Team Asset Management offer their weekly round up of global markets
DOVISH central banks set stocks on course for their best week of the year before a blockbuster US jobs report on Friday took some of the steam out of the rally. The blue-chip S&P 500 and technology-focused Nasdaq indices gained 2.3% and 4.3% respectively.
The US Federal Reserve met for the first time this year on Wednesday to decide on interest rates, and markets liked what they heard. The quarter-point interest rate hike to 4.75%, the highest level since September 2007, was fully priced in but chair Jerome Powell’s subsequent press conference caused stocks to move higher. While Powell stressed that there was no room for complacency on inflation, and the Fed is not yet done raising interest rates, investors were encouraged by his admission that the disinflationary process has started. Annual CPI inflation has slowed from 9.1% to 6.5% since June.

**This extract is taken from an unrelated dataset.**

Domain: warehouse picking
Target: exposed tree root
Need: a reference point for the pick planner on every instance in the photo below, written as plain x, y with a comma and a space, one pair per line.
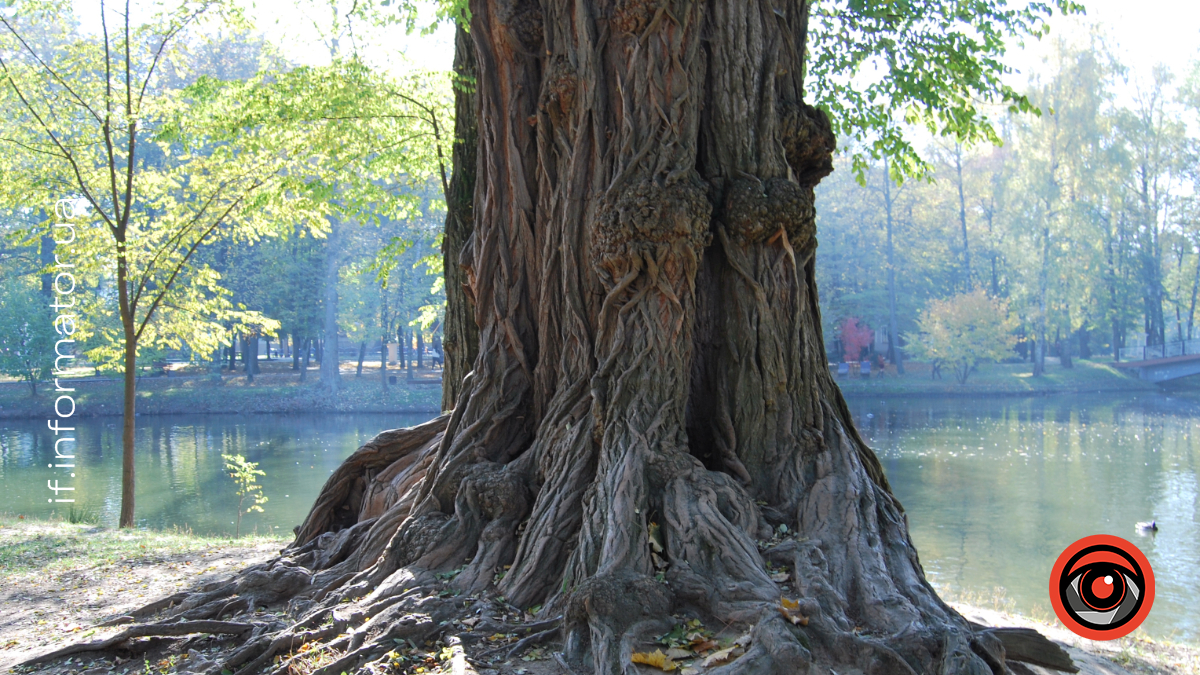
649, 432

The Bank of England and European Central Bank both raised rates by another 0.5% the following day and the emergence of more dovish rhetoric was well received. The BoE’s Monetary Policy Committee, still grappling with double-digit inflation, voted seven to two in favour of the increase to a 14-year high of 4% but indicated that smaller future hikes would be needed, especially with the economy on the cusp of recession.

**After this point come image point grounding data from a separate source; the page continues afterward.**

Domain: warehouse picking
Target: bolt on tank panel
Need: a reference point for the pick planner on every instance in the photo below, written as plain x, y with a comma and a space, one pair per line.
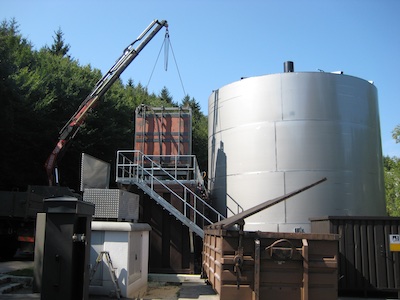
273, 133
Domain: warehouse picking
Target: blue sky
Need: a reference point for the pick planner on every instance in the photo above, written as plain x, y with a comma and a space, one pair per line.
218, 42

It forecasts that the UK economy will shrink 0.7% in the fourth quarter this year versus the last quarter of 2022, more pessimistic than the IMF, which had earlier forecast that the UK would be the worst-performing economy in the G7 this year.
Confidence in the view that central banks are nearly done was, however, tested on Friday after the release of the monthly US nonfarm payrolls report for January which revealed more than 500,000 jobs were added during the months. Most analysts were expecting fewer than 200,000.
The surprise hiring spree pushed the unemployment rate down to 3.4%, its lowest level since the 1960s, and suggests businesses are more confident in the economy than many observers. A tight employment market also adds to the risk that upward wage pressures will last for longer which may discourage the Fed from pausing on interest rates as early as markets were pricing in before the report.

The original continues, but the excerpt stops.